KTK to boost coal production 8% to 17 mln tonnes in 2019

KEMEROVO. April 17 (Interfax) - PJSC Kuzbasskaya Toplivnaya Company (KTK) plans to mine 17 million tonnes of coal in 2019, 8% more than in 2018, materials from the Kemerovo Region's coal industry department show.

The company produced 15.66 million tonnes of coal in 2018.

KTK chief executive Eduard Alekseyenko told reporters on Wednesday that the production plans for this year were made in a more favourable market environment than now, but they have not been revised yet.

"We planned when the market was fairly high - 17 million tonnes production and 15 million tonnes processing.
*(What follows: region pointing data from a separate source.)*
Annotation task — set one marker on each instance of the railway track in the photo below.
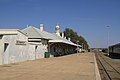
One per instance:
(106, 68)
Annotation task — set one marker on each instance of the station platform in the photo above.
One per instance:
(80, 66)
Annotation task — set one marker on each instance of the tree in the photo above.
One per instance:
(75, 38)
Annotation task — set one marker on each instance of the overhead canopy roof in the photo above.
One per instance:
(33, 32)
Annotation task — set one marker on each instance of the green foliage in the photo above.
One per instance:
(75, 38)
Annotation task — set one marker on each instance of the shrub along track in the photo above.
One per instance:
(108, 69)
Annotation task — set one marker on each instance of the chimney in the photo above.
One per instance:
(41, 27)
(62, 35)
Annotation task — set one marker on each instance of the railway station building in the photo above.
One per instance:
(32, 43)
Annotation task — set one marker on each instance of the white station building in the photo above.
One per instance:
(32, 43)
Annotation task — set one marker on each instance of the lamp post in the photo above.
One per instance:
(108, 34)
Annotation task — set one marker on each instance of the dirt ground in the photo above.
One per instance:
(70, 67)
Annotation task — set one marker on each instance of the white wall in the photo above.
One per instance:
(15, 52)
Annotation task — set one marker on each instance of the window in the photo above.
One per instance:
(5, 46)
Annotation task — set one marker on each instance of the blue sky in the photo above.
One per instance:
(88, 18)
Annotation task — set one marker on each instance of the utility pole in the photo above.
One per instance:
(108, 34)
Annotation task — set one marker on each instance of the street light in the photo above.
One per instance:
(108, 38)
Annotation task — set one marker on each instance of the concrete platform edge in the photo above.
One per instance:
(97, 73)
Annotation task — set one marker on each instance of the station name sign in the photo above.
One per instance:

But despite [the current] drop, we're staying with these plans. We hope that the market will see an upturn," Alekseyenko said.

The company is expected to reduce investment in modernization by 5% to 2.85 billion rubles in 2019, of which 1.06 billion rubles will go toward the acquisition of mining and transport equipment.

Most of the investment will go into development of production and railway infrastructure, including exits from open-pit mines to the Meret station, Alekseyenko said. This year the company is completing another track, 6km from Dunayevskaya to the Fadeyevsky block post. "Right now there is a [Kuzbassrazrezugol ] single track there, we're adding our own so we can ship out coal," he said.

"And the main project that we've gotten ready is the construction of the Kaskad washing plant with processing capacity of 5 million tonnes. We are now designing it and plan to begin active construction next year," Alekseyenko said.

He also said that KTK and Russian Railways (RZD) plan to carry out a project together in Kaliningrad Region to transfer coal to European-gauge freight cars. "We plan to put sorting systems there so as to carry out the transfer on the territory of Kaliningrad Region, not Poland. RZD is providing the site and we're installing the equipment. There will already be something there by the end of the year. Our budget allocates 147 million rubles," Alekseyenko said.